Quarterly report [Sections 13 or 15(d)]

Patent Assignment and Royalty Agreement

v3.25.3
Patent Assignment and Royalty Agreement
9 Months Ended
Sep. 30, 2025
Patent Assignment And Royalty Agreement  
Patent Assignment and Royalty Agreement

Note 9—Patent Assignment and Royalty Agreement

 

In November 2016, the Company entered into an agreement with the holders of certain intellectual property relating to the Company’s current product candidate. Under the terms of the agreement, the counterparty assigned its rights and interest in certain patents to the Company in exchange for future royalty payments based on a fixed percentage of future revenues, as defined.

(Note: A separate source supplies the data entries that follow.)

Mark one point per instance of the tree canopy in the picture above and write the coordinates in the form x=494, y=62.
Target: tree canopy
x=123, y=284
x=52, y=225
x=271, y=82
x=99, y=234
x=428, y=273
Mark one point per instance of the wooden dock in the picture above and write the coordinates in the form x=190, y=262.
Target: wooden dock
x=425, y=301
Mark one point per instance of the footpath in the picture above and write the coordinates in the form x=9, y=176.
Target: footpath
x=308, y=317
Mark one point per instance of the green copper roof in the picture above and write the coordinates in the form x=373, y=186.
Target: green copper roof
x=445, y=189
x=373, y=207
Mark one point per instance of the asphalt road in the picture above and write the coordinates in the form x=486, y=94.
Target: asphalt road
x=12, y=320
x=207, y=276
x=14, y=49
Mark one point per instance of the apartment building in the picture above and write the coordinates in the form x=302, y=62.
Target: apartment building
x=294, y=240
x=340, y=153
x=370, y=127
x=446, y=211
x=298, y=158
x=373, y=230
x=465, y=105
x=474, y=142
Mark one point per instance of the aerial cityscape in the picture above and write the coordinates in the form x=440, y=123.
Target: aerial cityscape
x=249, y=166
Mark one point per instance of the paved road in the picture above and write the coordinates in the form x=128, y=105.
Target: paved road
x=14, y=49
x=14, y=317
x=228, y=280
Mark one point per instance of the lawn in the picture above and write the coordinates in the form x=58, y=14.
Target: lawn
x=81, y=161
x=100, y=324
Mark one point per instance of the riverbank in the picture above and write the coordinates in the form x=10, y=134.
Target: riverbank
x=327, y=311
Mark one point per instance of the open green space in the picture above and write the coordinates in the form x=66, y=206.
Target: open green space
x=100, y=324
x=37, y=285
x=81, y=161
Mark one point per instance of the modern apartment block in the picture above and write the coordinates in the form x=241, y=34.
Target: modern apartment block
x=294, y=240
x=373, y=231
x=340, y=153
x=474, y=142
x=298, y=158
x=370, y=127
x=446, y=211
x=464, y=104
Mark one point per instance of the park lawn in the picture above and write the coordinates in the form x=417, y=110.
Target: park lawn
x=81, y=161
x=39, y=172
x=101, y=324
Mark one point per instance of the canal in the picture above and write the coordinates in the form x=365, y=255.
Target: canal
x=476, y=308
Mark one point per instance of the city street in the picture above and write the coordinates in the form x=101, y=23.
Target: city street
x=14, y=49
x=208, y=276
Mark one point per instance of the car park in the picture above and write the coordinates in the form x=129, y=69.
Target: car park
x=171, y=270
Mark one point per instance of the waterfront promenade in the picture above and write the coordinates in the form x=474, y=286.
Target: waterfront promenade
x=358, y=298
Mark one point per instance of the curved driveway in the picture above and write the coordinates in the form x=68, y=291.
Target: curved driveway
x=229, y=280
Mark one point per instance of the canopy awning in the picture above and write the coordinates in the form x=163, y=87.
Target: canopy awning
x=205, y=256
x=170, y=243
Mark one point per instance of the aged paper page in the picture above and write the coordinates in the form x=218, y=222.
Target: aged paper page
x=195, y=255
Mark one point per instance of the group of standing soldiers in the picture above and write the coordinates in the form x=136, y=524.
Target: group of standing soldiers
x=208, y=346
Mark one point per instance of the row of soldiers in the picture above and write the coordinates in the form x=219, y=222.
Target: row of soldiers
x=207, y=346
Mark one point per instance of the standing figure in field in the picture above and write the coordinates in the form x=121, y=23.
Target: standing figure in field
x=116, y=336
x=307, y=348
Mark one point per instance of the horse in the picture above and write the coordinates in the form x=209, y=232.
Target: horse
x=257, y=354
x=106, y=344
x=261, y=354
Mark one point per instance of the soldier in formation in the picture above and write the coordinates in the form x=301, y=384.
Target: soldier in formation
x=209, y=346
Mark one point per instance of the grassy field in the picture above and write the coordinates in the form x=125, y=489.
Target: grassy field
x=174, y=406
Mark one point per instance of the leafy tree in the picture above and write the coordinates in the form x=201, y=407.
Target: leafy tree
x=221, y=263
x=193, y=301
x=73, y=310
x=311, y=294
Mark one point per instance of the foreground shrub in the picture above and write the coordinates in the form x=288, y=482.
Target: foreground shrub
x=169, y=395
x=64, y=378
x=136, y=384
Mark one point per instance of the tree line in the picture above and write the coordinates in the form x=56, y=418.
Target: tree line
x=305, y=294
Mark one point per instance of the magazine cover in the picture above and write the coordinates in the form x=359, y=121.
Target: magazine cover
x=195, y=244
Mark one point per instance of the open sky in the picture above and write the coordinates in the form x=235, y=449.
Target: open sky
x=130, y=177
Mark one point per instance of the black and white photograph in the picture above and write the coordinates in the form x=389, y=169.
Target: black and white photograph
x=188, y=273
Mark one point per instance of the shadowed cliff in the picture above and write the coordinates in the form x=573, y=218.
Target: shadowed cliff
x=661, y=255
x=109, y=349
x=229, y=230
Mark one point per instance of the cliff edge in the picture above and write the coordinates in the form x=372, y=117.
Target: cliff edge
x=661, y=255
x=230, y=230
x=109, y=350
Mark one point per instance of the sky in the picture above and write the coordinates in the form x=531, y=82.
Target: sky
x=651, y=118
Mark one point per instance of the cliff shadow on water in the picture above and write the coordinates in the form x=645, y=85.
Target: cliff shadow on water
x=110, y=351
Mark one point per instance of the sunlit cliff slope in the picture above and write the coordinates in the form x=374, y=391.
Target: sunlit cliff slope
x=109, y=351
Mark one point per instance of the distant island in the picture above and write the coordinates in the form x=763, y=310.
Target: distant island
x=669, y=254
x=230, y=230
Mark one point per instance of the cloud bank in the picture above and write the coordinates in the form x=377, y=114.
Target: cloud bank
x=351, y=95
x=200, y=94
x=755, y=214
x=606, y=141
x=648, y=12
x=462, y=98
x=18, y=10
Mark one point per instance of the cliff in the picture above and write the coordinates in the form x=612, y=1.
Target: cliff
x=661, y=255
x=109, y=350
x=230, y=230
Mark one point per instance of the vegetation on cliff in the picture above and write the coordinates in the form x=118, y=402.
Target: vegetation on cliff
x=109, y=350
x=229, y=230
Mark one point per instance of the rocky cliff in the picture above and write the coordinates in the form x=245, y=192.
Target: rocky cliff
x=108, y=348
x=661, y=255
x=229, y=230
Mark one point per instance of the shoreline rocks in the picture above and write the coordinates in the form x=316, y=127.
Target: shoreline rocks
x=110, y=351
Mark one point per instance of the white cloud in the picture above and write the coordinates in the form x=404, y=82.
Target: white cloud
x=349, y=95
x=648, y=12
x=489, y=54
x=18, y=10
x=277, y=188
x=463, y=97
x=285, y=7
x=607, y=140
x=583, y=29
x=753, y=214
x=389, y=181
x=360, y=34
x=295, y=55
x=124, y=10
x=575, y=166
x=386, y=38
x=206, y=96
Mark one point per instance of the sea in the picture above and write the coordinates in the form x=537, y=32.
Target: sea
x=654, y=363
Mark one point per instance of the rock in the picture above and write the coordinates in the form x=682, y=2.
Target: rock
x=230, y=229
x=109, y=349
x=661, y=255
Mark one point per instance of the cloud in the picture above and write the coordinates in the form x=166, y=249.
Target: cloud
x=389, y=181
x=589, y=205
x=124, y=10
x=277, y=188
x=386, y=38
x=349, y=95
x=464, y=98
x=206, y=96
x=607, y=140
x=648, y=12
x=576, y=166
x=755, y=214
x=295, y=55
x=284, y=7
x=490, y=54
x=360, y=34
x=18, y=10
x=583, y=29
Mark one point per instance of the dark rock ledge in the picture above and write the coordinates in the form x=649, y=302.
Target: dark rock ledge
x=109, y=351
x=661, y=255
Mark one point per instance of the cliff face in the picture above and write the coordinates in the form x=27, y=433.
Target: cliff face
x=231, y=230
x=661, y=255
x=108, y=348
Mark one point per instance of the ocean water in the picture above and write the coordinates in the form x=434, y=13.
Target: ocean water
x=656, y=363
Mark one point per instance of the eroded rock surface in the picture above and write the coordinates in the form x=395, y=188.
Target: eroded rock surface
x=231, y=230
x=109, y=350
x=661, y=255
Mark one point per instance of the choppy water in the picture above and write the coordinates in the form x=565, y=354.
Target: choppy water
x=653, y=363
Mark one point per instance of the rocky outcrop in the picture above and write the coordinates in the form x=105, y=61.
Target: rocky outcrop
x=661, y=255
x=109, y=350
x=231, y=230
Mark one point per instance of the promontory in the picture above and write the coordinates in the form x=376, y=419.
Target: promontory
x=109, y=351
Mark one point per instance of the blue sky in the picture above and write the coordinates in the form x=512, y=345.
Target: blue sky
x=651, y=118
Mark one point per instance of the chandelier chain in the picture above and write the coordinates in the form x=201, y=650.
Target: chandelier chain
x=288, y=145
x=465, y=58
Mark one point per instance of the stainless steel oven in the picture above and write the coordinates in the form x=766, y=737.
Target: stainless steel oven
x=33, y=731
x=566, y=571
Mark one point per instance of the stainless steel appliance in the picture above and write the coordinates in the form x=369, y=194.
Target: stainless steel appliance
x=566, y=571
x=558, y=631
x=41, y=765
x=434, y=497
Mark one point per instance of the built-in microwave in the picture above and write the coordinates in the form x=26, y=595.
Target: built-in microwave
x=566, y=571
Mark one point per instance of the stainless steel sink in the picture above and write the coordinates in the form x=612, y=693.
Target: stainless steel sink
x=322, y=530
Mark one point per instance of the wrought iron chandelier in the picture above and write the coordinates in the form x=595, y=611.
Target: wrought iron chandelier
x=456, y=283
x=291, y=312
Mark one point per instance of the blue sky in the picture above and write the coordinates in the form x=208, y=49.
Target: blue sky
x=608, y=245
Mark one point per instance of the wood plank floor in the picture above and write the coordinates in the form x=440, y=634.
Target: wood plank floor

The agreement is effective until the later of (1) the date of expiration of the assigned patents or (2) the date of expiration of the last strategic partnership or licensing agreement including the assigned patents. No revenue has been received subject to this agreement for the three and nine months ended September 30, 2025 and 2024.

 

On September 2, 2025, the Company entered into a Membership Interest Purchase Agreement (the “MIPA”) whereas, the Company agreed to acquire 100% of the membership interests of LPU Holdings LLC from the Sellers, and entered into certain other related agreements, including (i) a Support Agreement, (ii) a Registration Rights Agreement, and (iii) a License Agreement, by and between LPU and LightSolver Ltd. (the “License Agreement”, and, collectively, with the MIPA, the “Acquisition”). The Acquisition closed on September 4, 2025 (the “Acquisition Closing Date”).

 

The Acquisition was accounted for as an asset acquisition pursuant to ASC 805-50 as all of the fair value was concentrated in a single intangible asset, the Exclusive License.

 

As consideration for the Membership Interests, the Company delivered to the Sellers 747,362 shares of Series I Convertible Preferred Stock, subject to certain conversion limitations as set forth in the Certificate of Designations of the Series I Convertible Preferred Stock (see Note 5).

 

The Acquisition price consisted of total upfront consideration comprised of $1.75 million in cash and 747,362 shares of the Company’s Series I Preferred Stock with a fair value of $2.70 million. In addition, the Company incurred approximately $0.26 million of acquisition costs, which are capitalized in an asset acquisition and included in the total consideration transferred.

 

Additionally, after the closing of the Acquisition, the Company is required to pay additional contingent consideration under both the MIPA and the License Agreement (the “Contingent Consideration”) upon the achievement of various specified milestones, including completion of an offering of the Company’s Common Stock or Common Stock equivalents (“Equity Offering”), which Contingent Consideration including certain specified cash payments, cash payments calculated based on any Equity Offering proceeds, shares of Common Stock that would result in the Sellers collectively beneficially owning specified percentage of the Company and warrants to purchase Common Stock. The Contingent Consideration was determined to be comprised of liabilities which meet the definition of a derivative under ASC 815, and was thus required to be recognized at its fair value at closing, with such fair value included as a component of the cost of the asset acquisition. The liability will then be remeasured each reporting period with changes in fair value recognized in earnings. As of the Acquisition Closing Date, the Company estimated the fair value of $9,380,000 using a probability-weighted discounted cash flow approach.

 

The following table presents the total purchase consideration and the allocation of the purchase consideration for the Acquisition as of September 2, 2025:

 

Acquisition Consideration (cash)   $ 1,750,000  
Fair value of Series I Preferred Stock (747,362 shares)     2,697,977  
Transaction Costs     259,022  
Total Preliminary Consideration Transferred     4,706,999  
         
Contingent Consideration     9,380,000  
         
Purchase Price   $ 14,086,999  

 

The total purchase price was allocated in its entirety to the exclusive license under the License Agreement. The agreement has no specified term and will only be terminated upon mutual agreement between the Company and Lightsolver, material breach of contract by either party, insolvency of either party, certain other failures to perform under the terms of the agreement, or at the Company’s convenience. As of the Acquisition date, the Company believes that the probability of termination under any of the above conditions is remote; the Company intends to hold the Exclusive License into perpetuity thus does not foresee a limit on the asset’s useful life as of the Acquisition Date. Management thus concludes that the Exclusive License is an indefinite-lived asset and will perform an annual assessment for impairment and will reassess whether events and circumstances indicate that the life of the asset is no longer indefinite each reporting period.